According to the Hindustan Times, “the Maoists timed their attack during lunch when sentries were relaxed and the main force disengaged their arms. After they received the signal from operatives posing as road construction labourers that the food van had arrived, they took positions on both sides of the road. Unsuspecting, the soldiers considered them laborers. The Maoists waited until almost 80 percent of the troops dispersed for water and food and bolted toward the vans to attack”.

The fact that over 70% of the adivasis warriors who engaged in this attack were women, also poses difficult questions for the post-Ghandhian, post-MLK consensus in the West on the superiority of non-violent resistance.  Arundhati Roy, the Indian Booker Prize winning author, put the question this way in a piece she entitled, Walking with the Comrades:

“I feel I ought to say something about the futility of violence, about the unacceptability of summary executions. But what should I suggest they do? Go to court? A rally? A relay hunger strike? Which party should they vote for? Which democratic institution in this country should they approach? It sounds ridiculous”.

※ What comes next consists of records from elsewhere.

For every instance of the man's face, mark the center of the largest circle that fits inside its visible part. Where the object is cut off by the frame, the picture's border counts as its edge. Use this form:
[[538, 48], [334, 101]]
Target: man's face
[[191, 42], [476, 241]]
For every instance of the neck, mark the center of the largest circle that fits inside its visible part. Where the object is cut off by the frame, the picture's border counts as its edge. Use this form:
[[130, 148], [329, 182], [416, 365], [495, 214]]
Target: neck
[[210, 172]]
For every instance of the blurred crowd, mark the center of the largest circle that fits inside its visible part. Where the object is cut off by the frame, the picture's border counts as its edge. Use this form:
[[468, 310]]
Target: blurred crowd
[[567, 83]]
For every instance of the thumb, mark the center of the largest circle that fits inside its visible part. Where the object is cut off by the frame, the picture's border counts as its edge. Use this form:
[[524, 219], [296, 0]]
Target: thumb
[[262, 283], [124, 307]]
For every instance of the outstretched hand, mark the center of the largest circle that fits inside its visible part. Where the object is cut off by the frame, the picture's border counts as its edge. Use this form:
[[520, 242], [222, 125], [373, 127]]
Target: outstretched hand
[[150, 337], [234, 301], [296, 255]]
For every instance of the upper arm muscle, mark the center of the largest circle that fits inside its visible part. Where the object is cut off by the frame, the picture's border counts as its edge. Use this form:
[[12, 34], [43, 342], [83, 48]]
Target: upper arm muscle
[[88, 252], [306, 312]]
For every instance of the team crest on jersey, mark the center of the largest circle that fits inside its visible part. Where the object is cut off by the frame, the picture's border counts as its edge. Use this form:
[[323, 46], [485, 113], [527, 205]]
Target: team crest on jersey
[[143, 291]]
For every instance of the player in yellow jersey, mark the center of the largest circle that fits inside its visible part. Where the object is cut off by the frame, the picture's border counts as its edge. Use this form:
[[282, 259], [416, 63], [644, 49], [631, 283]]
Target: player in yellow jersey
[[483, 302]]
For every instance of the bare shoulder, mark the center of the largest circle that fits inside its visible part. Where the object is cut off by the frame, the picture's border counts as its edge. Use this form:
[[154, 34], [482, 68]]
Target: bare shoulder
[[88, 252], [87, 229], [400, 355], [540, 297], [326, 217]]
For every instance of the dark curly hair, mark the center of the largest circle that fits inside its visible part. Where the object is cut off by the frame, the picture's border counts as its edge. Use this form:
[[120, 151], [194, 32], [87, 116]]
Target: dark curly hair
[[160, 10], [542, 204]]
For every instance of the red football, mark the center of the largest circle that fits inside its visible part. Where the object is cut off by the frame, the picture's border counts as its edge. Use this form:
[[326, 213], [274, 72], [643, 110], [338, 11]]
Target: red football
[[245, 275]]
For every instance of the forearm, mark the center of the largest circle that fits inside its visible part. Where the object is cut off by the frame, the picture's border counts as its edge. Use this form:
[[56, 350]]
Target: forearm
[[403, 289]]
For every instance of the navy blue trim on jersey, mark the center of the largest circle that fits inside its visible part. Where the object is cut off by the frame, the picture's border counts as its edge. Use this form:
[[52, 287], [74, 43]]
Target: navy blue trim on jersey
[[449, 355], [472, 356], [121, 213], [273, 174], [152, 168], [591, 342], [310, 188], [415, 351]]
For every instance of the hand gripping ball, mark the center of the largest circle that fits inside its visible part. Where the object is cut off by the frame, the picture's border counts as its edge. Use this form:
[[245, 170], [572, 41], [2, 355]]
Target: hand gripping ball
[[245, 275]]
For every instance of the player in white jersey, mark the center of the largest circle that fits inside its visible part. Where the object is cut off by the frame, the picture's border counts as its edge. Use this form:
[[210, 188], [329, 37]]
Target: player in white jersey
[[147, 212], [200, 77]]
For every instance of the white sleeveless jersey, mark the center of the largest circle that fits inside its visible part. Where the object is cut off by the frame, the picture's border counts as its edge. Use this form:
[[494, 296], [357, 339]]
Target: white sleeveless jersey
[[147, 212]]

The fact that 99% of the CPI (Maoist) cadres are indigenous tribal peoples engaged in a “protracted people’s war” against the full force of the Indian State; assisted as it is by drones provided by Israel, and helicopter attacks from the air reminiscent of the War in Vietnam; also challenges Stalinist era ideological assumptions.

Not only is this last outpost of communist revolutionary activity found in the jungles, not the cities; but the revolutionaries themselves are not workers nor even peasants; they are “tribals”, even, indigenous women.

And, these indigenous communists are not “Marxists”, “Leninist”, “Trotskyist”, nor “Social-Democrats”; they proudly extoll an ideological eclecticism they call “Marxist-Leninist-Maoist”, which may point the way for the future of the left.

In the end, one may ask whether this episode hearkens back to the matriarchal societies of the North American Iroquois in whose political forms Marx and Engels saw the future of communism. “It will be the same”, Marx wrote in reference to indigenous societies, “but different”.

Paul Bentley holds an MSc. (Econ) in International Relations from the London School of Economics, and an Ed. D. in the History and Philosophy of Education from the University of Toronto. He has worked as a History Teacher and Head of Department in Ontario High Schools for over 25 years. He is the author of Strange Journey: John R. Friedeberg Seeley and the Quest for Mental Health — Academic Studies Press.